Representative members of the NLR family
The pro-inflammatory activity of NALP1B appears to be important for LeTx-induced macrophage necrosis. LeTx treatment induces caspase 1 activation in susceptible, but not resistant, macrophages [101,110]. Furthermore, genetic deletion of caspase 1 in mice bearing sensitive alleles of Nalp1b renders their macrophages LeTx-resistant. The mechanism by which NALP1B activates caspase 1 is not yet clear. In humans, an obligate adaptor protein called ASC (apoptosis-associated speck-like protein containing a CARD) interacts with NALP1 through its PYRIN domain and recruits caspase 1 to the inflammasome complex . Mouse NALP1B, however, lacks a PYRIN domain (Figure 5), and it is not yet known whether ASC is required for LeTx-induced caspase 1 activation in mice.
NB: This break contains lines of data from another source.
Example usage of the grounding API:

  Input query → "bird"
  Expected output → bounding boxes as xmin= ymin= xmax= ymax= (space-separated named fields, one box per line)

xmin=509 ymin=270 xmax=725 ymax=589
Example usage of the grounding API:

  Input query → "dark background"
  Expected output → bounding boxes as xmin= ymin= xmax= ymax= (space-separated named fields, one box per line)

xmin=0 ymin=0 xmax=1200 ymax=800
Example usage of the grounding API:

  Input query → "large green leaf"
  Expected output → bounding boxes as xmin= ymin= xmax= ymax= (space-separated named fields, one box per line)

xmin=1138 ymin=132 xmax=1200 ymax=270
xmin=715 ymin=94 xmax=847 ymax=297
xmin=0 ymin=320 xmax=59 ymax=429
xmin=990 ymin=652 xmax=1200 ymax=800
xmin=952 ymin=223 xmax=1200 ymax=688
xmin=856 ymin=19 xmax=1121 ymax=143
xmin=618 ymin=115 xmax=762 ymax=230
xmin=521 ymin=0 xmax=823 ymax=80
Another outstanding question is how LeTx triggers activation of NALP1B. As other NLRs are rendered constitutively active by deletion of the LLRs , direct cleavage of NALP1B by LF is an intriguing possibility that remains to be tested. Interestingly, lowering the intracellular potassium concentration by treatment with extracellular ATP or pore-forming toxins activates caspase 1 by means of the NALP3 inflammasome . As plasma membrane permeability to univalent cations occurs early in LeTx-treated sensitive macrophages , it is possible that NALP1B activation is secondary to potassium stress. Although no direct involvement of MKK cleavage in macrophage necrosis has been described, it is possible that MAPKs hold NALP1B in check under basal conditions, either through direct phosphorylation or by an indirect mechanism. Alternatively, it may be that cleavage of unidentified novel LF substrates leads to NALP1B activation. Lastly, it remains formally possible that LeTx cannot activate NALP1B alone, but must co-operate with inflammatory PAMPs that could contaminate recombinant toxin preparations produced in bacteria.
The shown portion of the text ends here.